Dylan’s face was devastating. Her full lower lip trembled, and her apple cheeks were stained pink. I had completely miscalculated how much she’d care about this. I peered behind her shoulder. I noticed Tucker, the beefy bully we both hated, sitting in the driver’s seat of the car that had driven her here, pretending to read his insurance papers. Probably scared Row would make a punching bag out of him if he realized he was here.
What was Dylan doing with this douche canoe? Was she planning to make out with him here?
Now was decidedly not a great time to interrogate her.
“Dammit, Dot, say something!” Dylan grabbed me by the arms and shook me hard, desperate and panicked. The leather jacket fell from my chest. I was now topless. And anxious. So anxious I couldn’t breathe. The flashbacks poured out.
Naked.
Defenseless.
Attacked.
“That’s enough, Dylan.” Row’s voice was pure gravel.
For the first time in my life, I witnessed my best friend ignoring her older brother. Usually, she treated him with godlike respect. Which was maybe why she was so pissed right now? There was no other way to explain it, since she looked ready to murder someone. Ideally me.
Still, I was incapable of producing any sound, let alone words of apology. I was shell-shocked, caught red-handed doing something I shouldn’t have. Namely, my best friend’s older brother. I sifted through my mind for a plausible reason for what had just happened.
He was my one chance to lose my virginity. I’m broken.
I’ve actually had a crush on him for ages. I never told you because I care so deeply about our friendship.
I didn’t even plan to do it. It just…happened.
But they all sounded dumb, even in my head. I had messed up. And I needed to pay for it.
“Stop this right now.” Row stepped between us, bunching Dylan’s wrists behind her back and pulling her away from me. “You can’t kill her,” he said dryly.
“Give me one good reason!” She kicked the air manically, trying to break free and throw punches my way.
“For one thing, we can’t afford the legal fees.”
“We can always hide her body,” she spat out, wiggling ferally in his arms. She had no idea how much her words triggered me. A scream clogged my throat.
“You can’t even hide your birth control from Mom.” Row rolled his eyes.
“You’re on birth control?” I gasped. “You never told me that.”
“Chill. It’s to regulate my hormones. You know I haven’t even gone past second bas—” Dylan frowned, catching herself. “Hold on a minute, why am I explaining myself to you?
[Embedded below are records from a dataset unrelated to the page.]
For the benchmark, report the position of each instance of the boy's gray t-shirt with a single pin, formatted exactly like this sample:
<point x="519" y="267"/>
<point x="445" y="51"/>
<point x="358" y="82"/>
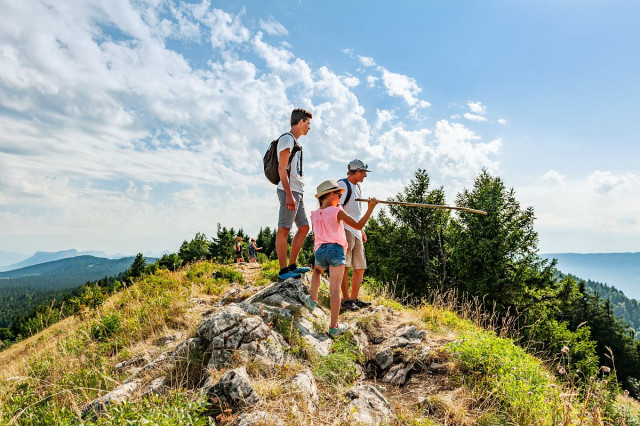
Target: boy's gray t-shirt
<point x="352" y="208"/>
<point x="296" y="181"/>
We’re not even friends anymore.”
What?
Tears sprung into my eyes. Blistering white panic gave way to realization: I had slept with my best friend’s older brother and she’d caught me. Maybe I didn’t think it was a big deal, but what did I know? I had no siblings, so I’d never had to deal with anything like this.
Row was leaving for Paris next week, I was leaving for New York tomorrow, and I had just thrown away fourteen years of friendship for the dubious pleasure of being railed by a man with a rolling pin instead of a p***s.
“It was my idea.” Row’s voice sounded disinterested and aloof. I didn’t know why he said that. It absolutely hadn’t been.
“Don’t protect her!” Dylan finally broke free from Row’s grasp, pushing at her big brother’s chest. Her tears flew sideways. He didn’t even budge. Dude was built like a Marvel superhero. “She’s a selfish, mean, heartless b***h who betrayed me!”
“I’m a selfish, mean, heartless asshole who did the same.” His lips barely moved, but a muscle in his chiseled jaw jumped. “Yet I don’t see you plotting my murder.”